Chairman Ben S. Bernanke is pushing the "factor model" program -- so named because it reduces everything from home sales to mining capacity into a few weighted averages for making predictions. The Fed could use the help: Its gross domestic product forecasts, which influence its interest rate decisions, have missed the mark by an average of 1 percentage point since 2000.

"It's a powerful tool that can potentially improve the Fed's forecasts," said Richard Clarida, a global strategic adviser at Pacific Investment Management Co. and Columbia University economist who developed a factor model as an assistant treasury secretary in 2001. "Forecasting, especially in real time, is a challenge, and these programs are not swayed by the emotions or the conventional wisdom of the moment."

Bernanke called the models "especially promising" in a speech in 2004. He should know. In 2000, as an economist at Princeton University, Bernanke created one that examined 78 economic indicators. He found that its short-term inflation and unemployment predictions were about as accurate as those produced by some 200 economists at the Fed, according to his published paper.

Bernanke, 52, also found that computers have their limits. As part of his research at Princeton, he ran a program to see what would have happened if a computer had set monetary policy from 1987 to 1998.

Forecasts from Bernanke's factor model were fed into the program, which adjusted rates based on certain rules.

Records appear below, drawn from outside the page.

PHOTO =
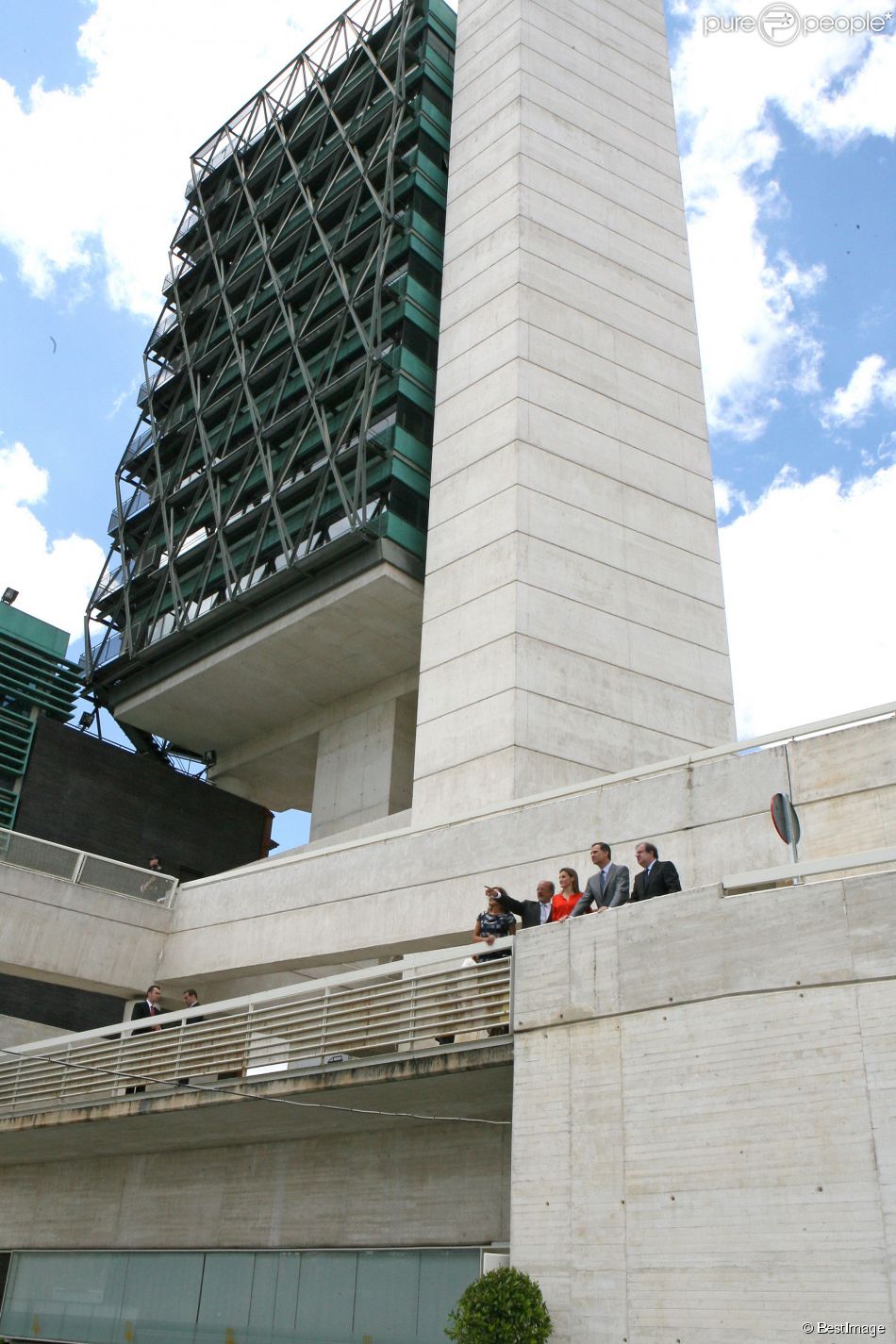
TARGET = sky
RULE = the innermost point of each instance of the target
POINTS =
(788, 167)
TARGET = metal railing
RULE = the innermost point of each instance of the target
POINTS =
(382, 1012)
(86, 870)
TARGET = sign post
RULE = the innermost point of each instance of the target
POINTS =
(786, 822)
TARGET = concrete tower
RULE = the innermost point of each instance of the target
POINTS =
(572, 619)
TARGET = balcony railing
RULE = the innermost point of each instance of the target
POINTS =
(86, 870)
(383, 1012)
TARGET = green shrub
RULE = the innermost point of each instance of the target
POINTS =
(504, 1306)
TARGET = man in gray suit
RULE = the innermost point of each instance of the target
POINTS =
(608, 886)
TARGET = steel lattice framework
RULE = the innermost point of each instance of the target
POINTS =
(287, 411)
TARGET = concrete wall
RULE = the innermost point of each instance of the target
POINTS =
(430, 1186)
(72, 935)
(421, 888)
(19, 1031)
(705, 1137)
(572, 612)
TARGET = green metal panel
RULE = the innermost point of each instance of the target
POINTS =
(325, 1305)
(289, 329)
(225, 1297)
(31, 632)
(160, 1300)
(386, 1297)
(443, 1276)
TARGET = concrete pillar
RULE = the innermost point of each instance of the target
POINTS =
(573, 619)
(364, 766)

The result: Inflation and unemployment fluctuated by larger amounts than in real life, proof that Fed officials are better than software at making calls on interest rates.

"We find this evidence for human superiority comforting," Bernanke wrote.

In February 2006, when Bernanke became Fed chairman, the economy was speeding ahead, expanding at a 5.6 percent annual pace, and inflation was holding steady.

He gained credibility by halting the two-year run of interest rate hikes in August as growth started to slow. Now, he faces a more daunting set of facts: A plummeting housing market has raised the specter of a recession while inflation has nudged up.

Economists aren't providing much clarity. Their predictions for 2007 are sharply divided compared with their earlier calls for 2006. JPMorgan Chase & Co. argues that inflation will spur benchmark rate increases up to 6 percent. Goldman Sachs Group Inc., taking the opposite position, sees the distinct possibility of a recession and rate cuts to 4 percent. According to the median forecast of economists in an October-November Bloomberg News survey, officials will lower rates by half a percentage point to 4.75 percent in 2007.

Factor models may help officials with those twists and turns . "It makes it easier to see margins on which we could improve our reading on the ongoing state of the economy," said Jeffrey Fuhrer, research director at the Federal Reserve Bank of Boston.

The models emulate in a way how Bernanke's predecessor, Alan Greenspan, discerned economic trends from reams of data, says said Princeton's Watson. "Greenspan was someone who had great intuition and understanding about the economy," Watson said.